Here in the UK, and even in pre-referendum Scotland, politicians of all stripes seem as blithely relaxed as Peter Mandelson once confessed himself to be at some people becoming filthy rich compared to the hard-pressed masses. Even Alex Salmond, one-time bosom buddy of the preposterous Trump, courts Amazon because of the jobs one of its plant’s can bring, despite its aggressive tax avoidance. And the First Minister boasts a man who lives in the tax haven of Monaco among his Council of Economic Advisers.

Ed Miliband has tried to promote the concept of predistribution, advocating more action on the distribution of power and rewards even before governments get to the stage of raising and collecting taxes and paying out benefits. That ultimately means much better wages for the many, but Labour, under his leadership, has yet to spell out how it would predistribute, in advance of growing inequalities.

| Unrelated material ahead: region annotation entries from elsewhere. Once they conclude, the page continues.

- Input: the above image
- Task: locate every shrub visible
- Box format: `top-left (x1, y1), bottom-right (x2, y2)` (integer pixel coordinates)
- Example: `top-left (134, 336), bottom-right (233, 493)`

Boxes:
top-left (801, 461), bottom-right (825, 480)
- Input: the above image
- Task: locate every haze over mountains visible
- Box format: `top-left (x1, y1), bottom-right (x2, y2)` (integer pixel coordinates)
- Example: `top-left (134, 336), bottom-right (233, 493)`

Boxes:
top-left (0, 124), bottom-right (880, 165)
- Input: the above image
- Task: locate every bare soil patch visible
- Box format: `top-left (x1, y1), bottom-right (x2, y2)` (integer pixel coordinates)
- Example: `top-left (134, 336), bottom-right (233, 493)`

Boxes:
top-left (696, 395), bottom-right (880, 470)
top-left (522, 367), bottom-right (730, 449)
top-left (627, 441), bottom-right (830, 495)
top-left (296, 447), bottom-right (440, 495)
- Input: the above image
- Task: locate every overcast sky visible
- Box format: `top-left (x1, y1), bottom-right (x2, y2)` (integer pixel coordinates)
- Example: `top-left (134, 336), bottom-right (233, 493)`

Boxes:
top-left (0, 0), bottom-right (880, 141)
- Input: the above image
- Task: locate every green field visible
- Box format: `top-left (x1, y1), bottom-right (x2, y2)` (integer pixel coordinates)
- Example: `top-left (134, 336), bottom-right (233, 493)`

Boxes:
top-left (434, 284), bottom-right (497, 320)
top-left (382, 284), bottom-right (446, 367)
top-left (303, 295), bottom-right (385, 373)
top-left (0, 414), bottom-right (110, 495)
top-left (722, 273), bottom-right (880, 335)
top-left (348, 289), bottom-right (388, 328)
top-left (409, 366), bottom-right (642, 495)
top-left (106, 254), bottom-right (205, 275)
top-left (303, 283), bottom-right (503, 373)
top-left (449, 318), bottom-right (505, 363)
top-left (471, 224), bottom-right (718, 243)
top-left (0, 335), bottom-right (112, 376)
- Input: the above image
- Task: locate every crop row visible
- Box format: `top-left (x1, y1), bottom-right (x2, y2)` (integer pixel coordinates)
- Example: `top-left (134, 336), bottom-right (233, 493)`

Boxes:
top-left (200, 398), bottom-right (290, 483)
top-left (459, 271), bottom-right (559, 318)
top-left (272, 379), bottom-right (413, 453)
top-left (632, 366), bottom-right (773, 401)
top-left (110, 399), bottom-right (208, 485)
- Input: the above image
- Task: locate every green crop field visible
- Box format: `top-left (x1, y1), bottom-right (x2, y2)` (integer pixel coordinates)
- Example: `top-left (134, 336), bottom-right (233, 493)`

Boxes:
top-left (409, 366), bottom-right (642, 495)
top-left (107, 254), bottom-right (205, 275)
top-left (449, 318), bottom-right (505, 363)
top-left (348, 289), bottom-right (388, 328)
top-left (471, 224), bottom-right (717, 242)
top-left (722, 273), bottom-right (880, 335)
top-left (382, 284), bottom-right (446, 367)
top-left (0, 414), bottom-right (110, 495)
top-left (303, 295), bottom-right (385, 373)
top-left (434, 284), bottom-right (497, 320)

Converting the national minimum wage into a living wage will remain a slogan unless private sector employers embrace such a shift too.

One recently elected leader of a major western economy has tried to address these issues head-on. In France, President François Hollande came to power legislating for higher taxes on corporate profits and the incomes of the already rich. He also pledged to cut VAT to protect the buying power of workers in an age of austerity.

Assailed by dark threats about what his plans might mean for French competitiveness, Hollande is now proposing a U-turn – a €20bn a year cut in corporate taxes through a complex system of rebates, pruning 6 per cent from employers’ unit labour costs, and a VAT rise and spending cuts to pay for it.

Politicians may feel their people’s pain. But addressing the yawning inequalities that lie at the root of the problem is still much more about warm words than hard action.